Affecting up to 1 in 10,000 people, SMA is caused by a mutation in the survival motor neuron gene 1 (SMN1). In a healthy person, this gene makes a protein called the survival motor neuron protein, which is critical to the function of nerves that control muscles. Without an adequate level of SMN protein, motor neurons in the spinal cord are lost, preventing muscles from receiving brain signals.
Survival motor neuron 2 (SMN2) is a closely related gene that’s not thought to be affected in SMA, but does not produce enough functional SMN protein on its own. By targeting the SMN2 gene, Spinraza has been shown to increase the production of full-length SMN protein.
Cost is a factor, however.

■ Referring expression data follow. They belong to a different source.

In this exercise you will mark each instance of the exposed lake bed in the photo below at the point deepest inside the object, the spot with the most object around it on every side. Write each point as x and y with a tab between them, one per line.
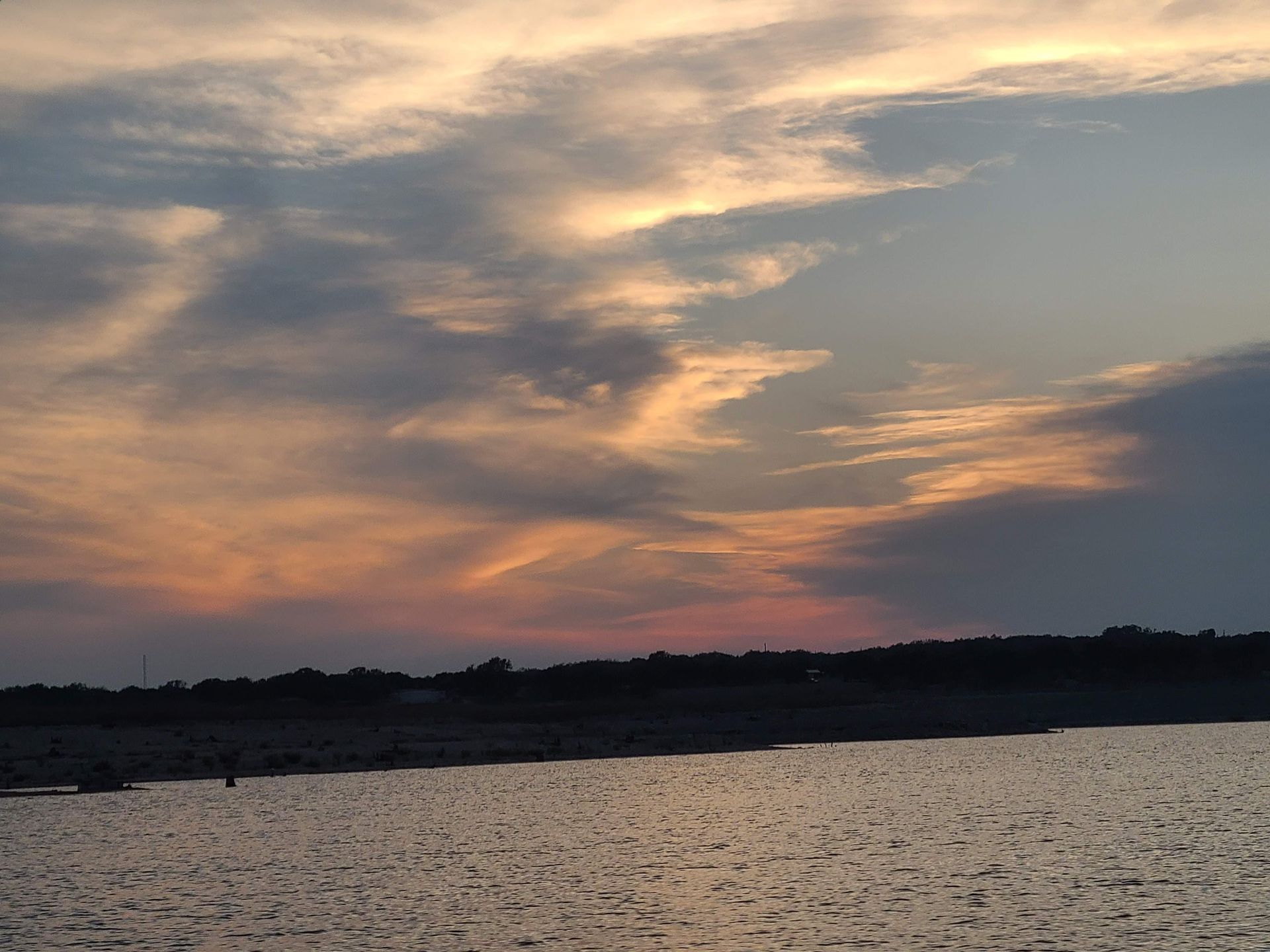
683	723
1093	840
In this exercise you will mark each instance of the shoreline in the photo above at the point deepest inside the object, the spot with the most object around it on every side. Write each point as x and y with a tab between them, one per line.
405	738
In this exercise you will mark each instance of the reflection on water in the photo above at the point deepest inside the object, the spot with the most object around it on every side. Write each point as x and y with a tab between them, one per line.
1144	838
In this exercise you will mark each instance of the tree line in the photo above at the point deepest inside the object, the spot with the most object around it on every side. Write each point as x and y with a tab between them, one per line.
1121	656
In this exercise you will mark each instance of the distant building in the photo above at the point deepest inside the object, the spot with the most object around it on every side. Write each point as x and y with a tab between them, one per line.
418	696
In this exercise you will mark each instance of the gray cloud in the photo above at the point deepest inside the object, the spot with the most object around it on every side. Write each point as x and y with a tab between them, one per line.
1184	547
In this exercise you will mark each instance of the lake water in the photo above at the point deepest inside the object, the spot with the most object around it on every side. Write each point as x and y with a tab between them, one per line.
1134	838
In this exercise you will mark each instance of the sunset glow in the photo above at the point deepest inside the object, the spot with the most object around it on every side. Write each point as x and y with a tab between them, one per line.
407	333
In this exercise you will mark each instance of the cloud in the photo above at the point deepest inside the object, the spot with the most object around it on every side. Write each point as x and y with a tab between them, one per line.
390	311
1133	493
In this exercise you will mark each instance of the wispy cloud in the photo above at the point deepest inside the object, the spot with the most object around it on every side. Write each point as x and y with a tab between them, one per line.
390	309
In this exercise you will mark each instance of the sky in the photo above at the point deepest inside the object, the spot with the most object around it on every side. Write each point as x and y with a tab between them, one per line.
407	333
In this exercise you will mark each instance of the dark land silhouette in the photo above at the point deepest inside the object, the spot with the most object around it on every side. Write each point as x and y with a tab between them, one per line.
308	721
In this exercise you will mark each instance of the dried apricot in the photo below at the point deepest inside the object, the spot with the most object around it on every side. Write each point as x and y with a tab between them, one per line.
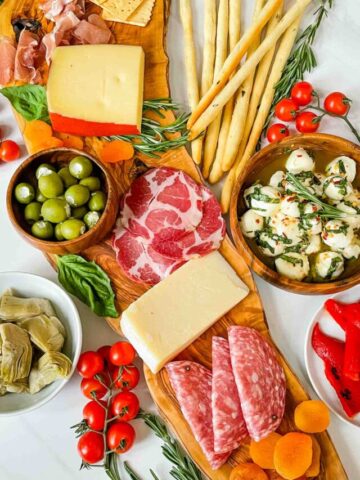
262	452
293	455
312	416
247	471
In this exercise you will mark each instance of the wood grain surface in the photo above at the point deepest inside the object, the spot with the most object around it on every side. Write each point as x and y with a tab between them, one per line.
249	312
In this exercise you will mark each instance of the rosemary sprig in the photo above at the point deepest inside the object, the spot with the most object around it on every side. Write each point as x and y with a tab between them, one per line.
184	468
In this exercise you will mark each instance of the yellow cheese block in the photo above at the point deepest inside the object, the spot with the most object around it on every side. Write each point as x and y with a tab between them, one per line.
102	84
170	316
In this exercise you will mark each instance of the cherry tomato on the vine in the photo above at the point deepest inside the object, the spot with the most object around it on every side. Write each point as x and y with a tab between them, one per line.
125	406
277	132
120	437
95	414
90	364
9	151
302	93
307	122
91	447
286	110
337	103
126	378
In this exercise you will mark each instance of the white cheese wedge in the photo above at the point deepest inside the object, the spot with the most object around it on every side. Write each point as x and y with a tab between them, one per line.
175	312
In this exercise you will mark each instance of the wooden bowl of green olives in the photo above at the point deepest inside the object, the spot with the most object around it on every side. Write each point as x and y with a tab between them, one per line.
62	200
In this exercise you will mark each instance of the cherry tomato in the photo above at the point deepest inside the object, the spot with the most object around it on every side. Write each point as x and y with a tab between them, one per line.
302	93
126	378
91	447
286	110
91	387
90	364
125	406
337	103
277	132
95	415
122	353
120	437
9	151
306	122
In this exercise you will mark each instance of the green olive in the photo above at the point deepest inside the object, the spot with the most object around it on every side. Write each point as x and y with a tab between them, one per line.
51	185
32	212
44	169
66	177
72	228
80	167
77	195
42	229
97	201
55	210
24	193
92	183
79	212
91	219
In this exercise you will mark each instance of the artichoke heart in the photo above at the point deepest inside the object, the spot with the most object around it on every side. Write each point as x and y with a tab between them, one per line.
47	333
14	308
50	367
16	353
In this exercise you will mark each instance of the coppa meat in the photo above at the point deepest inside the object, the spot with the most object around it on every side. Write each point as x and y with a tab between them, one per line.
192	385
228	421
260	381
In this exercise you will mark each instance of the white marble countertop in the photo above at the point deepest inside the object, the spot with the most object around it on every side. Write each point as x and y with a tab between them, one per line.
40	445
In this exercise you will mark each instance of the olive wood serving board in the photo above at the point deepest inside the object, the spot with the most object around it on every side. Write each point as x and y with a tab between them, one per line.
248	313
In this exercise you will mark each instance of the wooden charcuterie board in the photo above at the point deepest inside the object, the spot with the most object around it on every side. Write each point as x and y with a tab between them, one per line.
248	313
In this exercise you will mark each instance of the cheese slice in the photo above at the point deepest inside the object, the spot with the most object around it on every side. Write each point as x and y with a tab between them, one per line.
170	316
96	89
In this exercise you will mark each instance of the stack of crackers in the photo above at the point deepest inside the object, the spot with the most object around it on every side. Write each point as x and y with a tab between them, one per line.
132	12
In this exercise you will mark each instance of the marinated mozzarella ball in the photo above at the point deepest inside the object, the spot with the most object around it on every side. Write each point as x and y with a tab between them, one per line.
299	161
337	234
329	265
264	200
337	187
343	166
293	265
251	223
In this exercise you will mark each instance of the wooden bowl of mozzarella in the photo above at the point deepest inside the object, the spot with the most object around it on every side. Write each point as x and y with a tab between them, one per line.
317	258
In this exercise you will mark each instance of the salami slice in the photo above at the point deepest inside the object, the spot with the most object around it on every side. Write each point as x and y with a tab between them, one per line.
228	421
260	380
192	385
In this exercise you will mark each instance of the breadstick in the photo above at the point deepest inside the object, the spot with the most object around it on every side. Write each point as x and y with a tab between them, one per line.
282	55
249	66
212	133
234	36
190	67
234	59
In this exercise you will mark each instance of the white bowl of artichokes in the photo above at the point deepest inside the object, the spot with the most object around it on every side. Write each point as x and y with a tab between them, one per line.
40	341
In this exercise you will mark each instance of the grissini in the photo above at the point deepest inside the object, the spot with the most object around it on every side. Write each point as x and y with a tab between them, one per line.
281	57
212	133
234	59
234	36
248	67
190	67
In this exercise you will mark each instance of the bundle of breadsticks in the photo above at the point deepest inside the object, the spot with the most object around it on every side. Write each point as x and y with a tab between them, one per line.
231	102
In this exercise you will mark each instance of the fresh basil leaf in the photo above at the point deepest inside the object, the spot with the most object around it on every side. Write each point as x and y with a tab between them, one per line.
88	282
28	100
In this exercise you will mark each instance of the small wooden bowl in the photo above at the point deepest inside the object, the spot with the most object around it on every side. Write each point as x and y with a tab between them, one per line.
316	142
26	173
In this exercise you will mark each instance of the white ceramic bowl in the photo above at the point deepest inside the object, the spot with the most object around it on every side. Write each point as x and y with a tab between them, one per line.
314	364
29	285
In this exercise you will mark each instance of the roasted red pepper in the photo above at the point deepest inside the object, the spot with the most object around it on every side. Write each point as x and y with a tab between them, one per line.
332	352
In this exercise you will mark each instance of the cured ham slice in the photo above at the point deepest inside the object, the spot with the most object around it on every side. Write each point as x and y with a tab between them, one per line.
7	60
260	381
192	384
228	421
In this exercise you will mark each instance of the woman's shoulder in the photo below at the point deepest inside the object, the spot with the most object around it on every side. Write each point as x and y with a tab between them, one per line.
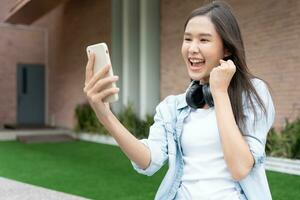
170	104
174	100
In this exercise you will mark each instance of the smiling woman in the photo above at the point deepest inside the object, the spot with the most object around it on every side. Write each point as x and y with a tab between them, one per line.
213	136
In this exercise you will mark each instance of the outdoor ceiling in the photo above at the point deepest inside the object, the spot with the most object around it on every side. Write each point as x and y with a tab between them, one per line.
27	11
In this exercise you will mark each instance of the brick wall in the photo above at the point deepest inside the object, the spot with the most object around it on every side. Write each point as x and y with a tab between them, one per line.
14	44
271	33
71	27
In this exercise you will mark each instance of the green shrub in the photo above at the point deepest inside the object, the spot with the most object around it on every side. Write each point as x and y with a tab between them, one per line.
285	143
87	121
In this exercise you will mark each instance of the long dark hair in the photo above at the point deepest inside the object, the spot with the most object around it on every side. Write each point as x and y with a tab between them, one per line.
228	29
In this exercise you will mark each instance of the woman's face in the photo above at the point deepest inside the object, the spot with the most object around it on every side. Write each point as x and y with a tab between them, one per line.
202	48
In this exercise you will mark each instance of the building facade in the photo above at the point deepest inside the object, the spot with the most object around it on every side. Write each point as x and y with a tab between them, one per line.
144	38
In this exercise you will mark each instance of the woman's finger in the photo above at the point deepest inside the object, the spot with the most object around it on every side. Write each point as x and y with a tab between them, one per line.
103	83
102	73
89	68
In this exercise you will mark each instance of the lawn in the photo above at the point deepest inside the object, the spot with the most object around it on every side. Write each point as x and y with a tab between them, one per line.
98	171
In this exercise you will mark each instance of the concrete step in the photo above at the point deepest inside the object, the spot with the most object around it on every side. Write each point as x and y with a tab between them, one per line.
283	165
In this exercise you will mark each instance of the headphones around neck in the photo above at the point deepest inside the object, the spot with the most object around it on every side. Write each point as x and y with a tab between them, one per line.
198	95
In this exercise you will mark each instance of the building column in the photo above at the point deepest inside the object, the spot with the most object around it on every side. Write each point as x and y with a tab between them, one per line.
149	56
131	72
116	50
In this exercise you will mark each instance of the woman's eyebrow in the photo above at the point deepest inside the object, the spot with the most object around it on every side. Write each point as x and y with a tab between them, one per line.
200	34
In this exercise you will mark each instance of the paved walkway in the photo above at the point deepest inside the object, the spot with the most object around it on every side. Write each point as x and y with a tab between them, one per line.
13	190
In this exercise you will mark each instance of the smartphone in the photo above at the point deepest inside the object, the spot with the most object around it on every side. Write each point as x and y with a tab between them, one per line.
102	59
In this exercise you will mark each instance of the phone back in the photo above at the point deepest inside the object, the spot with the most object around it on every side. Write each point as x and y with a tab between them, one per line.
102	59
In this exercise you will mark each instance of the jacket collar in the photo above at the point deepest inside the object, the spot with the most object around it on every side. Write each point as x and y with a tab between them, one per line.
181	101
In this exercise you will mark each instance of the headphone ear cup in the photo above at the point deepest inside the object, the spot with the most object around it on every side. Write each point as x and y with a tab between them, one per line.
194	96
207	95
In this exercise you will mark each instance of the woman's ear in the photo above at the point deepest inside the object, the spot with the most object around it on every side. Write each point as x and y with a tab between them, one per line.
226	53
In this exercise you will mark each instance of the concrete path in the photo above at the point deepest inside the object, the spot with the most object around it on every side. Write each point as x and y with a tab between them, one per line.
13	190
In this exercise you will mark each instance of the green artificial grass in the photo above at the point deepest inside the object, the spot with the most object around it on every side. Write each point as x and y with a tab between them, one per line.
86	169
98	171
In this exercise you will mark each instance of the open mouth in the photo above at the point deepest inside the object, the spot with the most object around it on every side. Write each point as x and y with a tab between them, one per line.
196	63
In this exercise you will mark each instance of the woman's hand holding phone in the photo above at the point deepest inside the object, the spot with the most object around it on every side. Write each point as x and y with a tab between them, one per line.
96	88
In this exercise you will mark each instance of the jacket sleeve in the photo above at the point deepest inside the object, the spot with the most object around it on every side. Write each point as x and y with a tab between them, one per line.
157	144
256	129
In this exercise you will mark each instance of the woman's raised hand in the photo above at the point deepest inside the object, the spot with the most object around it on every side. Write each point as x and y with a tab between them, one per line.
96	87
221	76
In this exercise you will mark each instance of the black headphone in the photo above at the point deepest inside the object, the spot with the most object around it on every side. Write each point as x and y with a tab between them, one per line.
198	95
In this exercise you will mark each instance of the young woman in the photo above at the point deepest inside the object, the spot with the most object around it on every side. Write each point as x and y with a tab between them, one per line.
213	136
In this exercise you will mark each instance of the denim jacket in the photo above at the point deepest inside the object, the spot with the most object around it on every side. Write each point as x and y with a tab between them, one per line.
164	144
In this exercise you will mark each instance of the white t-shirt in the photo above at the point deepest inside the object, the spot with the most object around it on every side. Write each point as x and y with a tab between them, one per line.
205	173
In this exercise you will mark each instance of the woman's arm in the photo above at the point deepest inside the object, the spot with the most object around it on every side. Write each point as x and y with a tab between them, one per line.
236	150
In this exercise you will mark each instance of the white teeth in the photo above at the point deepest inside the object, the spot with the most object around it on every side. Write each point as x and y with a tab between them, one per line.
196	60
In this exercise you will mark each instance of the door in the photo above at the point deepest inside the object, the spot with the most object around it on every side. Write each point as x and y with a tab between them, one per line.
30	94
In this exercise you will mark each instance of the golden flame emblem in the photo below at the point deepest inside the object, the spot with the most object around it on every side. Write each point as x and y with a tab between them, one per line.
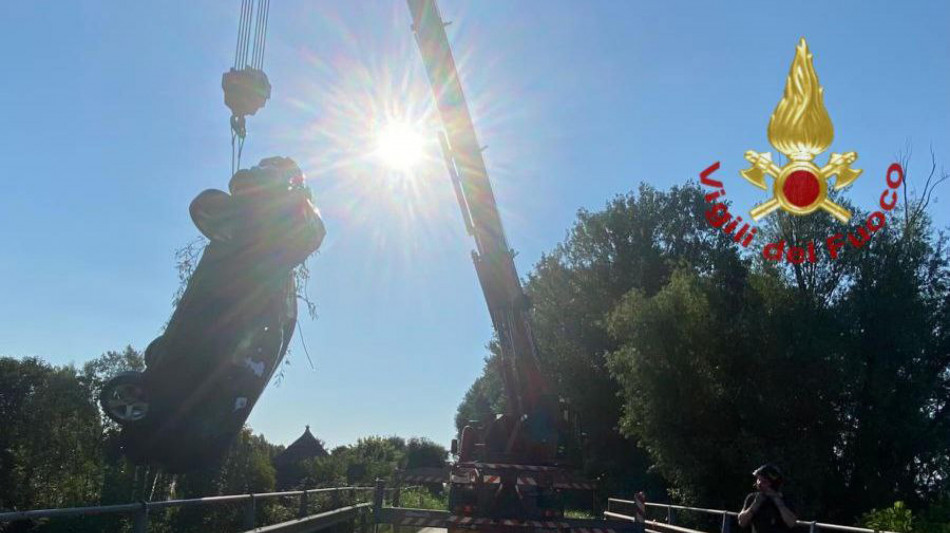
801	129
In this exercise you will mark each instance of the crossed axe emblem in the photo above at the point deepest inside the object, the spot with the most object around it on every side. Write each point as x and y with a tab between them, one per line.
800	187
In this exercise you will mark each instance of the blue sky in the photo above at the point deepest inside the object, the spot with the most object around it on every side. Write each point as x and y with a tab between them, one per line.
114	120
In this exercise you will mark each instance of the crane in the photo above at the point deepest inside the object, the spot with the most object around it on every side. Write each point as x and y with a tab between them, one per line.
515	465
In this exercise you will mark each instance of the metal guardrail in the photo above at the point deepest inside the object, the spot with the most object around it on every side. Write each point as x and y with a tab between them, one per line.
140	511
727	516
317	522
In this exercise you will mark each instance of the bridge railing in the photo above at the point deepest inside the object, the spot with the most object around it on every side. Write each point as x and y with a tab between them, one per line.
727	519
139	512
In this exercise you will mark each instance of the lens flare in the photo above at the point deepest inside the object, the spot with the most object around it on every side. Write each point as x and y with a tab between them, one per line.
399	145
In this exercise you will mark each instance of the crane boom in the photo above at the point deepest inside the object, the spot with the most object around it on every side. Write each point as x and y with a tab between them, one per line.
494	261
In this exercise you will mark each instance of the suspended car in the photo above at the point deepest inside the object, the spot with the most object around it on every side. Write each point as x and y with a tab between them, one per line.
231	327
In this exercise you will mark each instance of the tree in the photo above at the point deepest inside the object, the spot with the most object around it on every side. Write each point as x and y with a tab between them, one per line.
50	446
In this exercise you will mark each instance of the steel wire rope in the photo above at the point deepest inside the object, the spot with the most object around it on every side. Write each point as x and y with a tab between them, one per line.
240	54
263	7
241	23
257	35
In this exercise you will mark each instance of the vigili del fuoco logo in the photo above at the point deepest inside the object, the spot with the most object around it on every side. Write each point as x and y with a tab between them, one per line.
801	129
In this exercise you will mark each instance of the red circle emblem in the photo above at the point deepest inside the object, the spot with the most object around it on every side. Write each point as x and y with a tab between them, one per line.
801	188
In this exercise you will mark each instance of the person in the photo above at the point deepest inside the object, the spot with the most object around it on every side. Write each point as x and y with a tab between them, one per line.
766	509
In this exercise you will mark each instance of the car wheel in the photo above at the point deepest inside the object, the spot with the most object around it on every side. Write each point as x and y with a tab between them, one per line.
124	398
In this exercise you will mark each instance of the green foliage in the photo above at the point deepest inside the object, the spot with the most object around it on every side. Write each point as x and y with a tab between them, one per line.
897	518
422	452
837	370
50	447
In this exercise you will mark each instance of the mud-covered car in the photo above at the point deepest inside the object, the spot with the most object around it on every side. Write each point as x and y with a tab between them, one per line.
231	327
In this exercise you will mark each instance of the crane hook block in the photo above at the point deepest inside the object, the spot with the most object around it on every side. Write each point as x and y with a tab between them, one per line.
245	91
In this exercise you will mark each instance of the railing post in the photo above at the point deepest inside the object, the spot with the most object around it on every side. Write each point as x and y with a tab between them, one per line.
335	500
363	525
378	503
140	519
304	505
249	513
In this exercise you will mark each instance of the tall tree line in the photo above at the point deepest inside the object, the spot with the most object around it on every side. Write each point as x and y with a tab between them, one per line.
692	362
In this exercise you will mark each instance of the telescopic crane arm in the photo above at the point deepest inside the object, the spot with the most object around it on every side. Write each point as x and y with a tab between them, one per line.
494	261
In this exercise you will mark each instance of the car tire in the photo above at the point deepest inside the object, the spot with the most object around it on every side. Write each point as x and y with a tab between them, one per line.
124	399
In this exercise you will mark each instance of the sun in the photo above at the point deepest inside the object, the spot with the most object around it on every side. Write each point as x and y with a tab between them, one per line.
399	145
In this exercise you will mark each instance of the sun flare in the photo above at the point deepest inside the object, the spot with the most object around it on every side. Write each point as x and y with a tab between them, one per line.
399	145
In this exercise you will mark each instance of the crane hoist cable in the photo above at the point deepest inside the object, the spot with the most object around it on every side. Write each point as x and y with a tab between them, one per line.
246	87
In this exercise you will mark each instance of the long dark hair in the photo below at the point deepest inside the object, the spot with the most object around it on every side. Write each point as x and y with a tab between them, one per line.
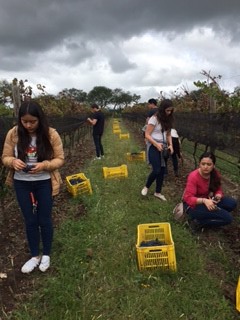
215	181
44	147
166	120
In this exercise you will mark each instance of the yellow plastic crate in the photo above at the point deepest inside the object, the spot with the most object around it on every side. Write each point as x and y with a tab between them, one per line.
124	136
78	184
115	172
159	256
238	295
136	156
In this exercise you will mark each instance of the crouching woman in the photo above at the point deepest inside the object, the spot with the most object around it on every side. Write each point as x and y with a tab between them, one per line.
203	196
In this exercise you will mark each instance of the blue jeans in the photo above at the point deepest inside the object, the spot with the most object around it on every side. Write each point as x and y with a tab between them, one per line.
97	138
38	225
157	173
219	217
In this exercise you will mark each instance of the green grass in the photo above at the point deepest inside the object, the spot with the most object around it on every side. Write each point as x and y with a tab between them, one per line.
94	273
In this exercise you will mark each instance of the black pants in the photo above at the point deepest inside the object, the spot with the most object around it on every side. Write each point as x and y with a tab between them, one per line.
98	144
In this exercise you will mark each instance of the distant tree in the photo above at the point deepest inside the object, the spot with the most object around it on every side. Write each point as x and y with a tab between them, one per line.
100	95
121	99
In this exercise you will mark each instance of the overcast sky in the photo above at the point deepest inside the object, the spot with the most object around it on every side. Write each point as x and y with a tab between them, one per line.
141	46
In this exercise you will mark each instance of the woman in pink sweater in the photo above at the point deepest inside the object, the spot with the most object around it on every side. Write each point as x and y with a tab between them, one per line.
203	195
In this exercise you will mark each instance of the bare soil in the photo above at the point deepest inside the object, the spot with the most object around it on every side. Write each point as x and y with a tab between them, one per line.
15	286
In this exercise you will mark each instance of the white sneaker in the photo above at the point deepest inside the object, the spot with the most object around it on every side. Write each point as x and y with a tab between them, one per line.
45	263
144	191
30	265
160	196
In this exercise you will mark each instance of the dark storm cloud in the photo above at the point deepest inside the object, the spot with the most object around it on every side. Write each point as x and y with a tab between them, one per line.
40	25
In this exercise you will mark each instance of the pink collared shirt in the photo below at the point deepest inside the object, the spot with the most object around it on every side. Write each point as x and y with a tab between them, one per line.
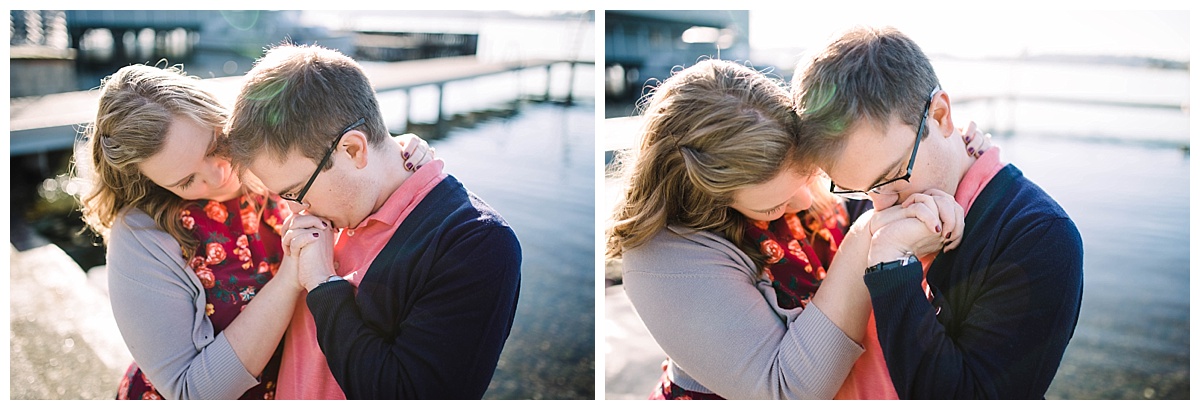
977	178
304	373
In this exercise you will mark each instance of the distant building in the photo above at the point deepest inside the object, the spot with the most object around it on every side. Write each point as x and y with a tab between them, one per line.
646	44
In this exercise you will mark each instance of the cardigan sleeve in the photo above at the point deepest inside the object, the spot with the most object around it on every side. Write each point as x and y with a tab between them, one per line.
699	301
159	306
1011	341
448	345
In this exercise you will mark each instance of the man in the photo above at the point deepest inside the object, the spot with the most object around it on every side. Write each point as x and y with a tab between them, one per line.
1000	308
417	295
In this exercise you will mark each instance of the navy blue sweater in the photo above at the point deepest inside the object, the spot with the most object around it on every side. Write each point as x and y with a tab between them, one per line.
433	309
1006	302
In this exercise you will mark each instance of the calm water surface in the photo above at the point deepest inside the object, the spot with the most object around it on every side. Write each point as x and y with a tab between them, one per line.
1131	204
537	169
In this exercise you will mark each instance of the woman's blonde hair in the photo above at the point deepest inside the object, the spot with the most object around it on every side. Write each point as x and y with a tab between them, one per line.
137	104
708	131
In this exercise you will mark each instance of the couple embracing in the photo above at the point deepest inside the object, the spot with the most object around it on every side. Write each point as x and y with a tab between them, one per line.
839	240
291	247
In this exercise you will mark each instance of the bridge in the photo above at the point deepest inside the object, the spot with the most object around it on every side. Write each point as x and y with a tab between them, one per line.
55	121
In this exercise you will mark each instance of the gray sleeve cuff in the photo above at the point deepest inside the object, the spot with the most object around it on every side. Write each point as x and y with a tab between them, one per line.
822	349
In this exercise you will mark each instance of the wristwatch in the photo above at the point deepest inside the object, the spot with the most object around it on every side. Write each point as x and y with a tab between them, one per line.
882	266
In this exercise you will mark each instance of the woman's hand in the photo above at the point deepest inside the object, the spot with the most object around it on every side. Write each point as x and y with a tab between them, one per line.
415	152
309	241
977	143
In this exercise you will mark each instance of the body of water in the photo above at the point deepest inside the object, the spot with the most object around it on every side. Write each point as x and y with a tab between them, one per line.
537	169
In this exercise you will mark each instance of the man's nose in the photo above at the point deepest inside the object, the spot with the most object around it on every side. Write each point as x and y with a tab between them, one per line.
883	200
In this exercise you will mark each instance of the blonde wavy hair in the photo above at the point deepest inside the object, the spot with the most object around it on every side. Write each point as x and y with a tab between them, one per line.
137	104
708	131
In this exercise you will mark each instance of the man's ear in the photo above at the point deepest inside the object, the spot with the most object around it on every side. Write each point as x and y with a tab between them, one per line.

The treatment carries a list price in the U.S. of $750,000 for the first year, when a higher dose is administered, and $350,000 yearly after that.
Britain’s independent, government-funded National Institute of Health and Care Excellence (NICE) recommended against Spinraza’s inclusion in its health system in August, arguing that its price in terms of Quality Adjusted Life Year (QALY) gained “is too high for it to be considered a cost-effective use of NHS [National Health Service] resources.”
Spinraza is administered through an intrathecal injection, or injection into the cerebrospinal fluid around the spinal cord, every four months throughout a patient’s life. This type of administration can present challenges to patients with spine deformities.
In related news, the U.S. Food and Drug Administration (FDA) has granted priority review to Novartis’ Biological License Application (BLA) asking that Zolgensma — previously called AVXS-101 — be approved as a gene therapy for infants with SMA type 1.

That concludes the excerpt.